Этот план был приведен в действие. В назначенный час прибыл в полицейской машине сержант Карсторн, и уже через двадцать минут старший инспектор любовался деревней Торнден. На общинном выгоне играли в крикет: поле для игры находилось на его ровном участке около триндейлской дороги. В самой деревне было по-воскресному тихо. Сержант подъехал к перекрестку, чтобы показать Хемингуэю место, где от Хай-стрит отходит Вуд-лейн, после чего развернулся и поехал обратно, на Фокс-лейн.

Прежде чем войти в сад Фокс-Хауса, троица, выйдя из машины, поднялась на бугор посреди выгона, к кустам утесника. Оттуда открывался вид далеко на восток, в направлении Беллингэма. Там тоже росли кусты утесника, было много ежевики, кое-где виднелись деревца — в основном березы. На севере, у хоуксхэдской дороги, тянулась ограда недавно устроенного сквайром, как узнал Хемингуэй от сержанта, гравийного карьера. Выгон оказался не коронной землей, а манориальной пустошью.

— Все здешние земли раньше принадлежали Эйнстейблам, кроме земель Пленмеллеров к западу от деревни, — объяснил сержант. — Но вы ведь знаете, как вели себя люди этого пошиба после Первой мировой войны. Говорят, молодому Пленмеллеру не до земли. Поглядел я на него и вижу, что ему вообще не до чего. Иное дело — сквайр. Таких называют «старая школа». Он не успокоится, пока жив, а вот после смерти перспективы выглядят неважно, потому что его наследник не станет стараться так, как он. На последней войне он потерял сына. Говорят, поместье отойдет то ли племяннику, то ли кузену, который сюда носа не кажет. А как иначе, раз живешь в Йоханнесбурге? Это будет непривычный для Торндена сквайр. Надо отдать должное мистеру Эйнстейблу: как ни подкосила его смерть сына, он не опустил руки. Он из тех, кто не гнется: делает все, что может. Карьер вырыл, чтобы были средства на поместье. Вон там новые посадки: ему пришлось вырубить и продать много леса.

Хемингуэй кивнул:

— Таких людей осталось немного. — Он отвернулся и стал рассматривать сад Фокс-Хауса. — Что ж, попасть отсюда в цель было нетрудно. — Он заметил кресло под деревом, потом дорожку и приступку, которой она заканчивалась.

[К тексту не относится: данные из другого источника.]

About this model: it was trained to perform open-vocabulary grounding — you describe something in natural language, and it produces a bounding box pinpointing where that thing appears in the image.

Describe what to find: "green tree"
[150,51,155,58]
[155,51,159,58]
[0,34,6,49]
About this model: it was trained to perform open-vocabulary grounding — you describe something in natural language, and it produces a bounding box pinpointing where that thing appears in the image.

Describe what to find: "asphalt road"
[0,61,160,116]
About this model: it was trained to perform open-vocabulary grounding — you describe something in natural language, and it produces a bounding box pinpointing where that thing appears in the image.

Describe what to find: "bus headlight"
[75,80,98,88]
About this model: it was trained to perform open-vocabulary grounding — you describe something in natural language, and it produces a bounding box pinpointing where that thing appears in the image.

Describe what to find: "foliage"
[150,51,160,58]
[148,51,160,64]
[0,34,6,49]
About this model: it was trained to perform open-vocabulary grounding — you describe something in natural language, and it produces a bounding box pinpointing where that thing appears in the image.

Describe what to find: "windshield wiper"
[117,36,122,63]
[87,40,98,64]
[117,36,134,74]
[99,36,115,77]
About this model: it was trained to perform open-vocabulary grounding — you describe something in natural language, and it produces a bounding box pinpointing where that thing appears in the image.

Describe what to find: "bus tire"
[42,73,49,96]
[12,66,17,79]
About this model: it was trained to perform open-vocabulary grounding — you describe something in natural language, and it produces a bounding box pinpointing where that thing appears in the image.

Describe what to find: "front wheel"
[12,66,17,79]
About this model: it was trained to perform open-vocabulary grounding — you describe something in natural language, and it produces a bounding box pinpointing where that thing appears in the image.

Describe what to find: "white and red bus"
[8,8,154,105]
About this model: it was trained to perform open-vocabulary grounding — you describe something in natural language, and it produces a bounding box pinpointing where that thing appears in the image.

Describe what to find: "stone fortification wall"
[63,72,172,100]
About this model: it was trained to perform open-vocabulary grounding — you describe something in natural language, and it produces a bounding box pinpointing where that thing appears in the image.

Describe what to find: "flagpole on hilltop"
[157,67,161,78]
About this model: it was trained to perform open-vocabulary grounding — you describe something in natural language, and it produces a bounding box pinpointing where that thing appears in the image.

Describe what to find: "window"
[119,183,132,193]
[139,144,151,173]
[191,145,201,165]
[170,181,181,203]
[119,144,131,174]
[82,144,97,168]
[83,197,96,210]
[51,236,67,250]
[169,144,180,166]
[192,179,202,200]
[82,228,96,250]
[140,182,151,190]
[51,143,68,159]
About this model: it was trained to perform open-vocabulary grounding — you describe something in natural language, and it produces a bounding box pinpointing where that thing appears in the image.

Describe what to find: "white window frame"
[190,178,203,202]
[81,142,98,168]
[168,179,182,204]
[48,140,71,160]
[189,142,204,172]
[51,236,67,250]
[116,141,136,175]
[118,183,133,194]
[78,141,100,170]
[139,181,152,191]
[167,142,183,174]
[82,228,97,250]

— Если пригнуться, от приступки ничего не видать, — подсказал сержант.

— Действительно. Что там дальше, за лесом?

— Роща Хасуэлла. Тропинка вьется вокруг нее. Раньше от выгона до самого луга викария рос лес. Отсюда не разглядеть, это за участком Фокс-Хауса. Прошло уже, конечно, много лет, но, говорят, старые деревья остались с той поры. Поневоле задумаешься, верно?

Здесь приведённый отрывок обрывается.